Des nuages noirs s’amoncellent autour du vapotage, dont les prix s’envolent

Young woman smokes an electronic cigarette sitting in an armchair with her head in a cloud of vapor smoke © Getty Images

Annoncé en octobre, le plan tabac de Frank Vandenbroucke contient 10 mesures pour une génération sans tabac. Parmi celles-ci, un volet taxation qui va instaurer de fortes accises sur les e-liquides. Le prix du vapotage va exploser. Une décision étrange alors qu’il est un outil reconnu de sevrage tabagique.

En cette fin d’année, c’est le branle-bas de combat dans les magasins belges de cigarettes électroniques. Partout, les tarifs qui rentreront en vigueur au 1er janvier sont affichés.

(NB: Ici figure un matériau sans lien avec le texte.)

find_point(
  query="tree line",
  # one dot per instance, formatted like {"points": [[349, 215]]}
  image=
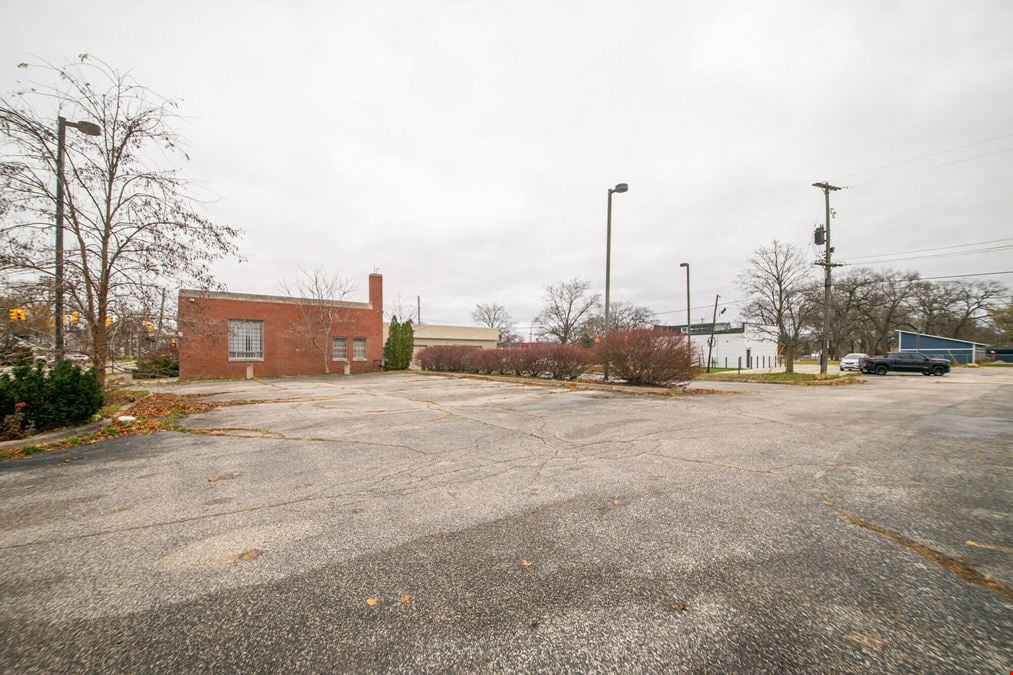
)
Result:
{"points": [[785, 293], [133, 232]]}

Pour les clients, c’est la stupéfaction ! A titre d’exemple, la petite bouteille d’e-liquide de 50 ml avec un booster de nicotine va passer de 20 euros à 29 euros, soit une augmentation de quasi 50 %. Pour ceux qui achètent la base et les arômes séparément, le litre de base va passer de 15 à 165 euros, soit 1.000 % de surtaxe !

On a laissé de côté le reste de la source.